For all its potential, the system is largely a supplementary tool. But even the occasional five-minute VR session, O’Dowd believes, could have positive effects at the plate. A batter might more easily recognize a pitch sailing out of the zone, better square up something over the plate, or simply feel more comfortable facing an unfamiliar foe.
”I don’t think there’s a right way, an optimized way” to use it, O’Dowd said. “It’s more about: What is the specific player looking to take away from the experience?”
In the months since the system was installed in the Dodgers’ clubhouse, players have been trying to figure that out.

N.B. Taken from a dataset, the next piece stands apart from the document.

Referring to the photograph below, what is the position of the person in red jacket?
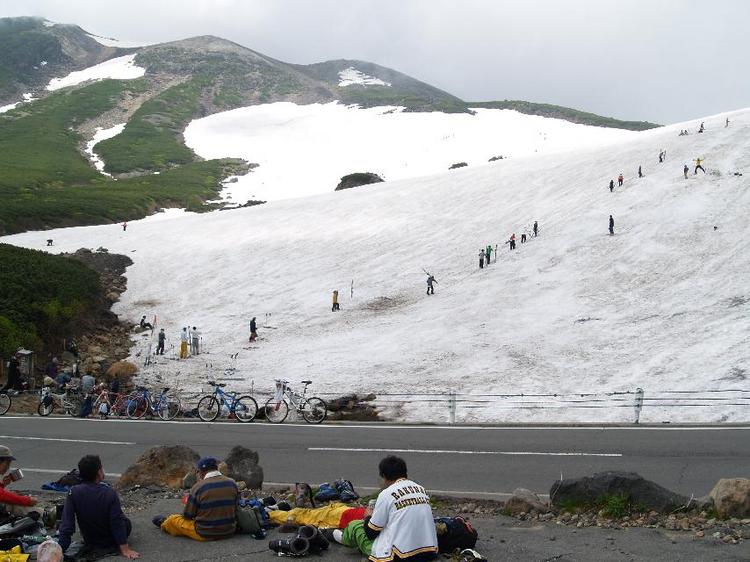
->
[0,445,36,515]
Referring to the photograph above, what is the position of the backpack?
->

Justin Turner used the goggles four times to prepare for different pitchers, but went hitless on each occasion. Alex Verdugo and Joc Pederson occasionally use the VR system, but are still partial to traditional video study. Russell Martin recognizes its potential, but thinks the visuals could be better.
“I like the fact that it can help with your timing and give you a little bit of feedback on what the pitcher’s pitches are doing,” Martin said. But “you’re not seeing a real baseball. It’s like a dot. I’d really like to see the seams and the rotation of the ball.”
Nonetheless, some players experience benefitsfrom repeated use. Seager frequented the VR room during his near-month-long stint on the injured list earlier this season to keep his instincts and timing sharp. Pollock has also spent extended time in the virtual world, helping him overcome his own early injuries and spark his second-half hot streak.
“It’s a juiced way to watch a pitcher,” Pollock said. “It gives you a different perspective, to get in there and figure a couple things out that you might have not realized before. Because now, you’re getting more realistic reps.”
That’s validation enough for the Dodgers. The technology is new, and to many players foreign. It’s a long way from reinventing the game. But by marrying baseball’s data revolution with the latest technological innovations, VR batting practice has already established its short-term impact. At the very least, it might be one more way for the Dodgers to tilt their World Series fortunes.
“Getting timing down, seeing the ball coming at you,” Beaty said. “I don’t think it can hurt.”